Stockholders who wish to withdraw their previously submitted redemption requests may do so by contacting the Company's transfer agent Continental Stock Transfer & Trust Company, LLC at Attn: Mark Zimkind, Email: spacredemptions@continentalstock.com.

About EF Hutton Acquisition Corporation I

EFHT is a blank check company formed for the purpose of effecting a merger, amalgamation, share exchange, asset acquisition, share purchase, reorganization, or similar business combination with one or more businesses.

About Humble Imports, Inc. d/b/a ECD Auto Design

ECD is a creator of restored luxury vehicles that combines classic English beauty with modern performance. Each vehicle produced by ECD is fully bespoke, a one-off that is designed by the client through an immersive luxury design experience and hand-built from the ground up in 2,200 hours by master-certified ASE craftsmen. The company was founded in 2013 by three British "petrol heads" whose passion for classic vehicles is the driving force behind exceptionally high standards for quality, custom luxury vehicles. ECD's global headquarters, known as the "Rover Dome," is a 100,000-square-foot facility located in Kissimmee, Fla. that is home to 63 talented craftsmen and technicians, who hold a combined 61 ASE and five master level certifications. ECD has a logistics center in the U.K. where its seven employees work to source and transport 25-year-old work vehicles to the U.S. for restoration. 

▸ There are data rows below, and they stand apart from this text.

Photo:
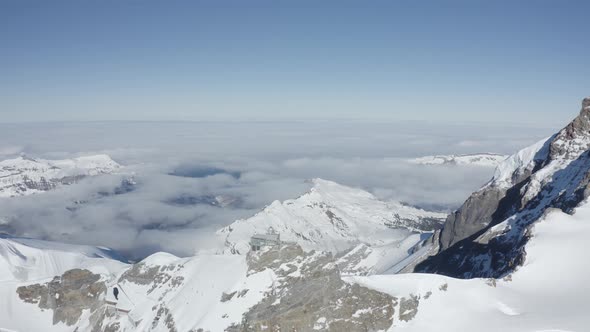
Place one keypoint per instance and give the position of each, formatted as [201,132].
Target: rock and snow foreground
[522,236]
[291,288]
[24,176]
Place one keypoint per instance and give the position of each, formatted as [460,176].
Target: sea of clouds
[184,170]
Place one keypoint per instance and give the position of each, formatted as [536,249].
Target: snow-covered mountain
[479,159]
[25,176]
[332,217]
[23,259]
[486,237]
[521,238]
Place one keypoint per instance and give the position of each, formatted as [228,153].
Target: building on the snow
[270,239]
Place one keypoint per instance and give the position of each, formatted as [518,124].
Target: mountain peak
[574,139]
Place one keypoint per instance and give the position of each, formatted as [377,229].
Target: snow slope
[25,176]
[548,293]
[330,217]
[480,159]
[24,259]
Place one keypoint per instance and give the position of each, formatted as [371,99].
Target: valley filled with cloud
[182,181]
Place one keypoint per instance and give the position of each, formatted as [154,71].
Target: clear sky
[521,61]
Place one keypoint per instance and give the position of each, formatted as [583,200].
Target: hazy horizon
[266,60]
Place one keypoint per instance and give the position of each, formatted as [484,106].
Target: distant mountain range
[510,259]
[25,176]
[480,159]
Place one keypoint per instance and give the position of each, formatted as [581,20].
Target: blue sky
[449,61]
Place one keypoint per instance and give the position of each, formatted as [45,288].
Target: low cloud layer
[193,178]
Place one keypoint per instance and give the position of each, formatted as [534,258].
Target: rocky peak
[574,139]
[486,236]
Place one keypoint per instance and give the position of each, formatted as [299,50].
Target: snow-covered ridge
[23,259]
[332,217]
[480,159]
[24,176]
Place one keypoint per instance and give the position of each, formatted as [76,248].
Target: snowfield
[331,217]
[548,293]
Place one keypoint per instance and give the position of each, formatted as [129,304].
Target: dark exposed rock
[312,296]
[486,236]
[67,296]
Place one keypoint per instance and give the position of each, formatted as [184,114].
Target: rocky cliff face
[486,236]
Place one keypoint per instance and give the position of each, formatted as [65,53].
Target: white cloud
[273,160]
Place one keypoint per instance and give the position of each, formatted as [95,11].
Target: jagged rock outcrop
[486,236]
[67,295]
[24,176]
[309,295]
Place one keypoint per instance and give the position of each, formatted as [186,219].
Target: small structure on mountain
[117,301]
[270,239]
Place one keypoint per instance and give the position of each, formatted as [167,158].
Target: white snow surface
[17,174]
[27,260]
[330,217]
[479,159]
[548,293]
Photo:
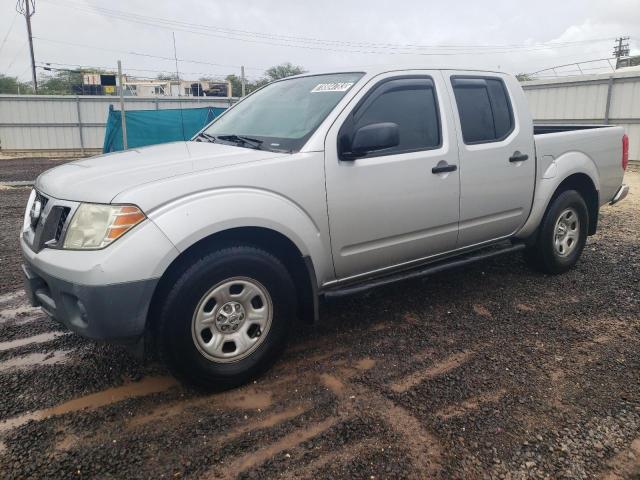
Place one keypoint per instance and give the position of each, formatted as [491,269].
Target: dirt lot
[488,372]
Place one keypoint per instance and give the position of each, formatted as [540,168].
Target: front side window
[484,109]
[283,115]
[411,104]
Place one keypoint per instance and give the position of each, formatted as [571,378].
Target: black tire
[176,343]
[543,255]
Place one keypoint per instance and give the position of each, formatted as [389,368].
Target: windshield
[283,115]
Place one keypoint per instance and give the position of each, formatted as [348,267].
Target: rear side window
[484,109]
[408,102]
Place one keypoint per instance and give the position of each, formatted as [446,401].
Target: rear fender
[555,172]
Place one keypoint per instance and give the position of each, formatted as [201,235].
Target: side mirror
[374,137]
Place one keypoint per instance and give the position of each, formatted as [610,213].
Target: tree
[283,70]
[11,85]
[524,77]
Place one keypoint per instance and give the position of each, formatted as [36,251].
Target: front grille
[61,223]
[49,229]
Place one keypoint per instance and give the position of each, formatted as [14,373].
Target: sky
[214,38]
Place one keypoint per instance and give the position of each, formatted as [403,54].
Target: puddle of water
[332,383]
[242,400]
[20,342]
[67,442]
[32,359]
[146,386]
[365,364]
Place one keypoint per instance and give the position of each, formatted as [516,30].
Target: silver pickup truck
[313,186]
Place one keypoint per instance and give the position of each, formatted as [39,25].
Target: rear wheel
[562,235]
[227,318]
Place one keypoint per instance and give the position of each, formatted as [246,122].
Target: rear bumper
[621,193]
[115,312]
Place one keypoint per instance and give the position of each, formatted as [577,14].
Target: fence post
[609,93]
[80,125]
[123,119]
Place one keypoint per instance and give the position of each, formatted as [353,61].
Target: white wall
[50,122]
[583,99]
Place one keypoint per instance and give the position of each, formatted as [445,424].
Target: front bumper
[621,193]
[115,312]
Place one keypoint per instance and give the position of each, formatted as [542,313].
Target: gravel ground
[488,372]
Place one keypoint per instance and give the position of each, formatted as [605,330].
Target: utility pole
[244,83]
[28,9]
[621,49]
[123,119]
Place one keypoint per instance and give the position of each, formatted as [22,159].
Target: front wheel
[562,235]
[227,317]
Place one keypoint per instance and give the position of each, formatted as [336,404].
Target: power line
[131,16]
[47,66]
[16,55]
[312,44]
[141,54]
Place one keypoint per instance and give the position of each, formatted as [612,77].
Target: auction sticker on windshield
[332,87]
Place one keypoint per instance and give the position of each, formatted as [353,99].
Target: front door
[400,205]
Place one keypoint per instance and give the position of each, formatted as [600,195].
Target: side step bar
[436,267]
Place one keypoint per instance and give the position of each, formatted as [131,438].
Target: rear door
[390,208]
[497,157]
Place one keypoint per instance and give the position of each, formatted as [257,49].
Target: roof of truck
[377,69]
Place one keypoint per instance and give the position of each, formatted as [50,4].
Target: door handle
[444,168]
[518,157]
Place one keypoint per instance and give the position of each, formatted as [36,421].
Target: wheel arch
[299,266]
[584,185]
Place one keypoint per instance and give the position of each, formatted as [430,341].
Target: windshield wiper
[241,139]
[206,136]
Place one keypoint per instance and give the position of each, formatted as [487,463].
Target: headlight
[96,226]
[26,224]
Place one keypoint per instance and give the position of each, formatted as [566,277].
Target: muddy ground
[493,371]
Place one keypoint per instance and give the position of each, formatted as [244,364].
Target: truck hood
[99,179]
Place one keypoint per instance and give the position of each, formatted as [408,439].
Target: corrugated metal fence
[59,124]
[597,99]
[63,123]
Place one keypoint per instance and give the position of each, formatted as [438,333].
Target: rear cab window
[411,103]
[485,112]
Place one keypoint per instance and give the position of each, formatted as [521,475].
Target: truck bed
[598,146]
[545,129]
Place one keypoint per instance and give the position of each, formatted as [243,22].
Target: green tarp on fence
[150,127]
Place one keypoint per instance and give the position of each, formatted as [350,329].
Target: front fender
[550,175]
[190,219]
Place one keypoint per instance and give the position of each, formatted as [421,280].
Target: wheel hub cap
[566,232]
[230,317]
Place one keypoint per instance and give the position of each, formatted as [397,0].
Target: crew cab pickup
[313,186]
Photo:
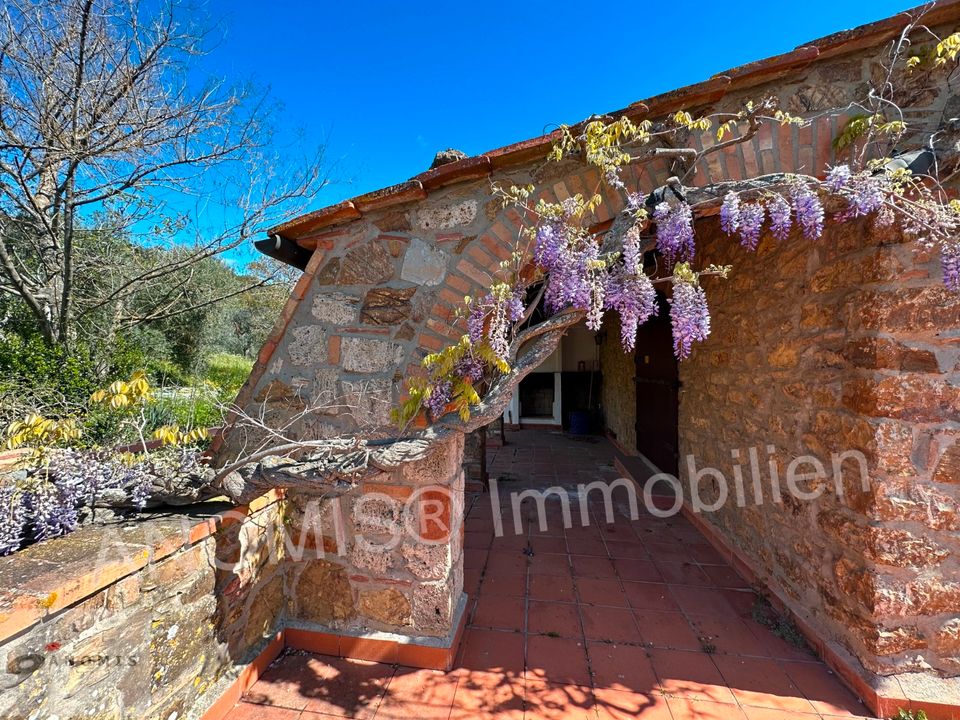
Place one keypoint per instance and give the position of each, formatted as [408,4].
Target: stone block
[388,606]
[423,264]
[386,306]
[335,308]
[323,593]
[369,355]
[447,215]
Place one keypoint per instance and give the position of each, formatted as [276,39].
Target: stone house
[818,349]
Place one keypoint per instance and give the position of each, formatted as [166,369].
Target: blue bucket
[580,422]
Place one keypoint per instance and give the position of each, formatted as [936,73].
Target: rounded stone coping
[50,576]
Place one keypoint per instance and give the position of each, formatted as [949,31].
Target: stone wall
[389,553]
[846,344]
[145,620]
[619,388]
[813,345]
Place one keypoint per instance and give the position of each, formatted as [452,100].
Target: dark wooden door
[658,385]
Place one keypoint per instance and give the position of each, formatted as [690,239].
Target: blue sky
[389,84]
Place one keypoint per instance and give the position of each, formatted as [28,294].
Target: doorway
[658,386]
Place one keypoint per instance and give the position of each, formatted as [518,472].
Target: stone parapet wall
[845,342]
[619,389]
[139,620]
[849,346]
[386,557]
[157,617]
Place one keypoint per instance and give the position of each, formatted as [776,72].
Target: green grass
[228,372]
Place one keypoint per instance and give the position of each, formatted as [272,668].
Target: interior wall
[820,349]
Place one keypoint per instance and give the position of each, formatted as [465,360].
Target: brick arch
[348,246]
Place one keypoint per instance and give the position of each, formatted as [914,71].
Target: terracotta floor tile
[823,689]
[512,584]
[682,573]
[296,680]
[753,713]
[626,705]
[487,696]
[554,619]
[701,601]
[741,601]
[776,646]
[725,576]
[548,544]
[669,630]
[501,612]
[560,660]
[412,693]
[471,582]
[609,624]
[510,561]
[492,650]
[592,567]
[587,546]
[251,711]
[509,542]
[476,540]
[552,587]
[671,551]
[622,667]
[349,688]
[637,570]
[686,709]
[599,591]
[578,531]
[550,564]
[619,549]
[728,635]
[706,554]
[474,559]
[761,683]
[649,596]
[552,701]
[689,675]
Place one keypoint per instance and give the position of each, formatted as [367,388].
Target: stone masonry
[848,343]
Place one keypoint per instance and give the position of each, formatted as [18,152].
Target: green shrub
[228,372]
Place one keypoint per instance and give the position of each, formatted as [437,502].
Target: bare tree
[102,131]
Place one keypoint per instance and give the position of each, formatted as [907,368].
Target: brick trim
[54,588]
[409,654]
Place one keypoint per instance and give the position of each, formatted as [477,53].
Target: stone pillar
[386,557]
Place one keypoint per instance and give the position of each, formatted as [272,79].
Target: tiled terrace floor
[613,620]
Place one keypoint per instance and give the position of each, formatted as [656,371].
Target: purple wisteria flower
[634,299]
[751,224]
[674,231]
[549,241]
[439,397]
[809,211]
[475,320]
[838,178]
[630,292]
[950,260]
[730,213]
[780,222]
[569,284]
[866,195]
[469,367]
[12,519]
[689,316]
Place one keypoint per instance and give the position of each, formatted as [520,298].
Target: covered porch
[623,619]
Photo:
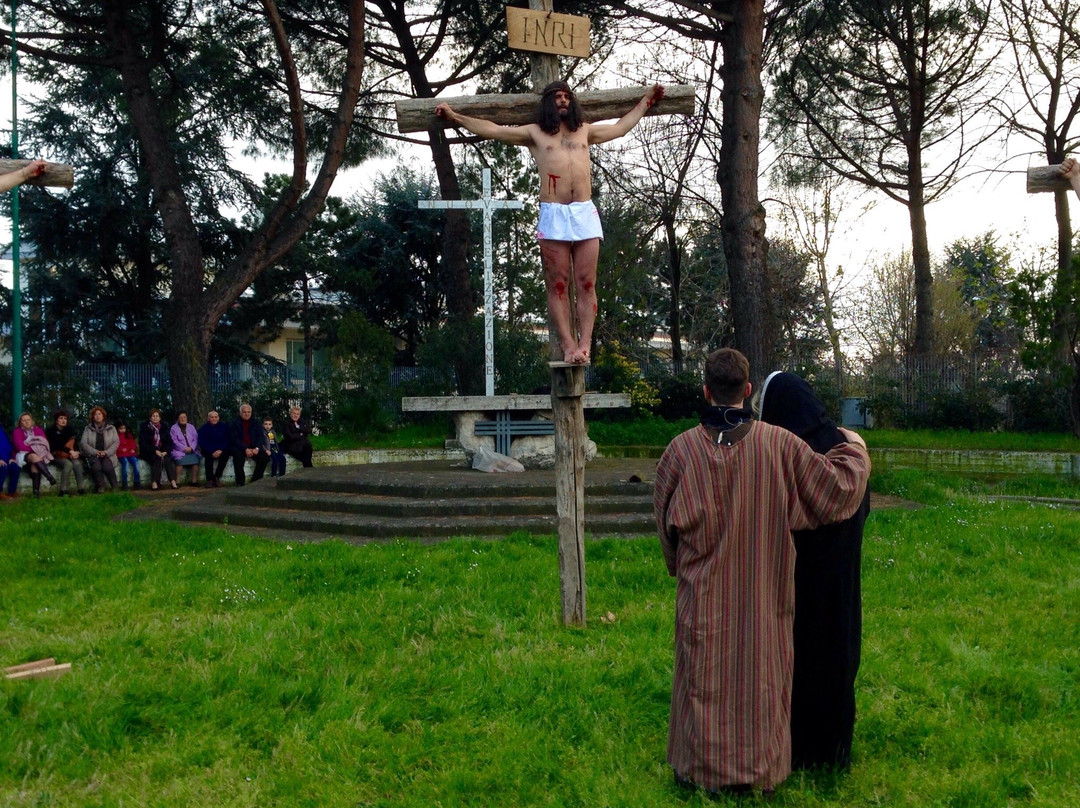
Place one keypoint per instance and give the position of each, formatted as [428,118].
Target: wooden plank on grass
[30,665]
[41,673]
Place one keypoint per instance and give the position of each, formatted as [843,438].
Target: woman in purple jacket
[9,469]
[31,448]
[186,452]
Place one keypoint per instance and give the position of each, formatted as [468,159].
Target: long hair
[548,113]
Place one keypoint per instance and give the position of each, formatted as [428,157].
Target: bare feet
[577,357]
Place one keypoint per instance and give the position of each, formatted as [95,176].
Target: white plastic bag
[484,459]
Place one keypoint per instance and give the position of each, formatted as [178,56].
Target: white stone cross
[488,205]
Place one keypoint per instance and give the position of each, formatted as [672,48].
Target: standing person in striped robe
[728,495]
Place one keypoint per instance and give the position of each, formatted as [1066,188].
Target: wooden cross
[567,381]
[1042,178]
[488,205]
[56,175]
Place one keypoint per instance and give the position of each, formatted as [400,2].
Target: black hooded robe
[827,596]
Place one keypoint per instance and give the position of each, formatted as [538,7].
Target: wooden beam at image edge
[1047,178]
[418,115]
[56,175]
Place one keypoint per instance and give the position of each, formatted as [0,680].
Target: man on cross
[569,229]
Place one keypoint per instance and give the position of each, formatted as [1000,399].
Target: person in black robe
[828,611]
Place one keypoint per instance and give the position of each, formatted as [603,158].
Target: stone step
[422,500]
[417,486]
[367,526]
[315,500]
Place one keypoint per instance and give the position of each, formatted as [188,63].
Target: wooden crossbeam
[55,175]
[418,115]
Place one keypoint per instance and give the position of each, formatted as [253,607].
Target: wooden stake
[567,389]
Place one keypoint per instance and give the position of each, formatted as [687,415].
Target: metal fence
[970,392]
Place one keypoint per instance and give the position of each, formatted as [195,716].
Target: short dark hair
[727,373]
[548,112]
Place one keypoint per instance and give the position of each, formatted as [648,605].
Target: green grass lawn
[213,669]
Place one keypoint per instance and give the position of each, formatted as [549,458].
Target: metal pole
[16,294]
[488,292]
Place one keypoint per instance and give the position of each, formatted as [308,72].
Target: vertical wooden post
[567,389]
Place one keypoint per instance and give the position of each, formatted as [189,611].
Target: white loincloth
[571,221]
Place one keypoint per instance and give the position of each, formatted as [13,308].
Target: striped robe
[725,515]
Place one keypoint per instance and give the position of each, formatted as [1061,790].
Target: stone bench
[489,420]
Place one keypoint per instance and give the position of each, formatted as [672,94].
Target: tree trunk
[675,278]
[1065,306]
[923,274]
[745,246]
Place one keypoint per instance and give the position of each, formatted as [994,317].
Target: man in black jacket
[247,441]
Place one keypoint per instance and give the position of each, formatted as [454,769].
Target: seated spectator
[98,445]
[214,443]
[66,456]
[127,454]
[185,450]
[294,438]
[154,446]
[277,456]
[9,469]
[31,449]
[247,441]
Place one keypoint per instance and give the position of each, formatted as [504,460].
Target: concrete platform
[416,500]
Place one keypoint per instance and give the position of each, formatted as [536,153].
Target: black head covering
[787,401]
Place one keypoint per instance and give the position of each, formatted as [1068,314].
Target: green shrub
[680,396]
[615,373]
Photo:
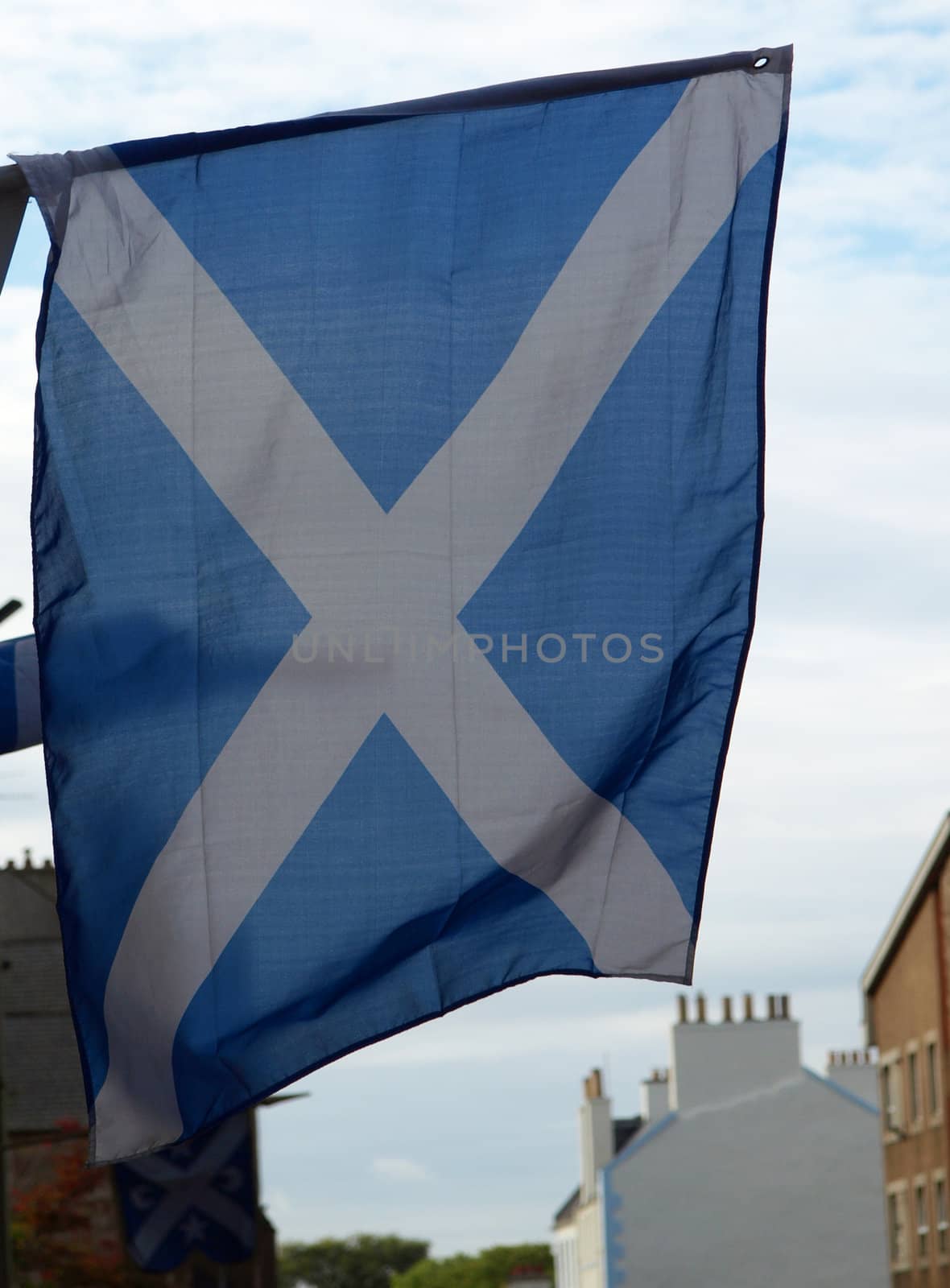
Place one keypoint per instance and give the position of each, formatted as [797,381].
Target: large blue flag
[397,526]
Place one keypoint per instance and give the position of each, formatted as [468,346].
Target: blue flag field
[397,525]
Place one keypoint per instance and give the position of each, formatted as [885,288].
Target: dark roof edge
[907,908]
[842,1092]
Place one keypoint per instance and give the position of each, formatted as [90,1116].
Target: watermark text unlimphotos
[384,644]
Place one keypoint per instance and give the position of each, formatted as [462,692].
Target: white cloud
[399,1170]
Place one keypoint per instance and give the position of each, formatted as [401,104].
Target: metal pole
[6,1268]
[13,199]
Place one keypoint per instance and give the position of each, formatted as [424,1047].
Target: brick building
[43,1081]
[907,1010]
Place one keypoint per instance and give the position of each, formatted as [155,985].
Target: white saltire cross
[268,459]
[188,1188]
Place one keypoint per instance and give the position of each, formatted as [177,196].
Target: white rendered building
[744,1171]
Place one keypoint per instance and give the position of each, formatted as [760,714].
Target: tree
[57,1241]
[361,1261]
[489,1269]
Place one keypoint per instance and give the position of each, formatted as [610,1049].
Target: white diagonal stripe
[272,464]
[658,219]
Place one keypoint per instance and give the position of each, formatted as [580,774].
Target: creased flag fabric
[19,695]
[197,1197]
[397,525]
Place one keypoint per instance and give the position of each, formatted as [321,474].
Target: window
[940,1204]
[891,1094]
[898,1225]
[913,1086]
[921,1217]
[932,1064]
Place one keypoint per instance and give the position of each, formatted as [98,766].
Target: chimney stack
[716,1062]
[597,1133]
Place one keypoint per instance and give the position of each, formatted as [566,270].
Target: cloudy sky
[464,1131]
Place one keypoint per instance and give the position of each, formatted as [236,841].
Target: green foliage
[489,1269]
[361,1261]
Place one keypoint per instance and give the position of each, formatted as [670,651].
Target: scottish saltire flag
[397,527]
[197,1197]
[19,695]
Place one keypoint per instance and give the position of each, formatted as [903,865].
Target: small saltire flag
[397,527]
[197,1197]
[19,695]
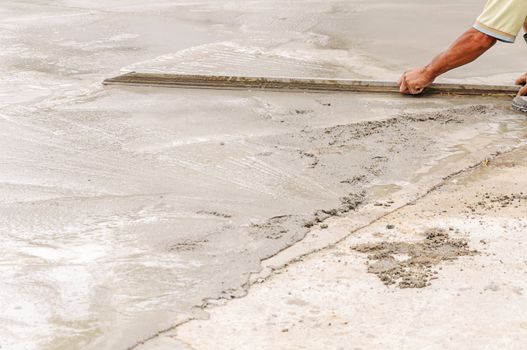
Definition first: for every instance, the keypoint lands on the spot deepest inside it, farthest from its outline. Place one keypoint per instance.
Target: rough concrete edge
(209, 303)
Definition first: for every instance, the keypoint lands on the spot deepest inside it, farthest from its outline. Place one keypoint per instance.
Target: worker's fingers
(403, 87)
(523, 91)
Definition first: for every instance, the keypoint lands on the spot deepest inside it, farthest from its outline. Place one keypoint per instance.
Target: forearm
(466, 49)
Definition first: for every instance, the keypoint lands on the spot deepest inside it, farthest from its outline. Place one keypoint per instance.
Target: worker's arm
(466, 49)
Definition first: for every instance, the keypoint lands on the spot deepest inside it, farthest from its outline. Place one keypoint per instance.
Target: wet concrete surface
(123, 209)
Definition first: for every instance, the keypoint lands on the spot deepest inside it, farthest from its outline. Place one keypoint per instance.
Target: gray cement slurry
(121, 210)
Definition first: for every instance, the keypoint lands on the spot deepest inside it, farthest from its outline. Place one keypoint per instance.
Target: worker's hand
(522, 80)
(414, 81)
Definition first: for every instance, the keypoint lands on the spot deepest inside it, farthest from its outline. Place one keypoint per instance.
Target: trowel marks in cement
(410, 265)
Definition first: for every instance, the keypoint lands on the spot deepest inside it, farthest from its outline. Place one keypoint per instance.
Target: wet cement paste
(413, 265)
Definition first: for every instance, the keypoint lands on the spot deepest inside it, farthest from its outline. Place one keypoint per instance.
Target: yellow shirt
(502, 19)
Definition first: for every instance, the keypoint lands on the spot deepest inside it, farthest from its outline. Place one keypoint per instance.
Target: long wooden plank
(295, 84)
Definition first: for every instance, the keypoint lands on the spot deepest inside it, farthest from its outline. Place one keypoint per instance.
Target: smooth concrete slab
(328, 300)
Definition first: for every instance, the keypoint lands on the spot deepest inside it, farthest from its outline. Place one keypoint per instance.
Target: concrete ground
(124, 211)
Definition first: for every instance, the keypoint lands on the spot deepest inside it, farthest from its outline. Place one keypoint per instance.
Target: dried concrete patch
(411, 265)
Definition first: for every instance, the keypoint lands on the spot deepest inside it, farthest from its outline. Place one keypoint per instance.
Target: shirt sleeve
(502, 19)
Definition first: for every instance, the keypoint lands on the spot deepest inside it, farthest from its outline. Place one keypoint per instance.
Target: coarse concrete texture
(328, 300)
(123, 211)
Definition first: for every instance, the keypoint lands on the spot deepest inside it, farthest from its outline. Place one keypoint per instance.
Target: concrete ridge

Important Information About the Proposed Business Combination and Where to Find It

In connection with the proposed Business Combination, ECD and EFHT have filed relevant materials with the SEC, including a registration statement on Form S-4 and a proxy statement on Schedule 14A, including a preliminary proxy statement and a definitive proxy statement. EFHT's stockholders and other interested persons are advised to read, when available, the preliminary proxy statement and the amendments thereto and the definitive proxy statement and documents incorporated by reference therein filed in connection with the proposed Business Combination, as these materials will contain important information about ECD and EFHT, and the proposed Business Combination. Promptly after filing its definitive proxy statement relating to the proposed Business Combination with the SEC, EFHT has mailed the definitive proxy statement and a proxy card to each stockholder entitled to vote at the special meeting on the Business Combination and the other proposals. Stockholders will also be able to obtain copies of the preliminary proxy statement, the definitive proxy statement, and other relevant materials filed with the SEC that will be incorporated by reference therein, without charge, once available, at the SEC's website at www.sec.gov.

Participants in the Solicitation

EFHT and its directors and executive officers may be deemed participants in the solicitation of proxies from EFHT's stockholders with respect to the Business Combination. A list of the names of those directors and executive officers and a description of their interests in EFHT will be included in the proxy statement for the proposed Business Combination and be available at www.sec.gov. Additional information regarding the interests of such participants will be contained in the proxy statement for the proposed Business Combination when available. Information about EFHT's directors and executive officers and their ownership of EFHT common stock is set forth in EFHT's final prospectus, as filed with the SEC on September 9, 2022, or supplemented by any Form 3 or Form 4 filed with the SEC since the date of such filing. Other information regarding the interests of the participants in the proxy solicitation will be included in the proxy statement pertaining to the proposed Business Combination when it becomes available. These documents can be obtained free of charge from the sources indicated above.

ECD and its directors and executive officers may also be deemed to be participants in the solicitation of proxies from the stockholders of EFHT in connection with the proposed Business Combination. A list of the names of such directors and executive officers and information regarding their interests in the proposed Business Combination will be included in the proxy statement for the proposed Business Combination.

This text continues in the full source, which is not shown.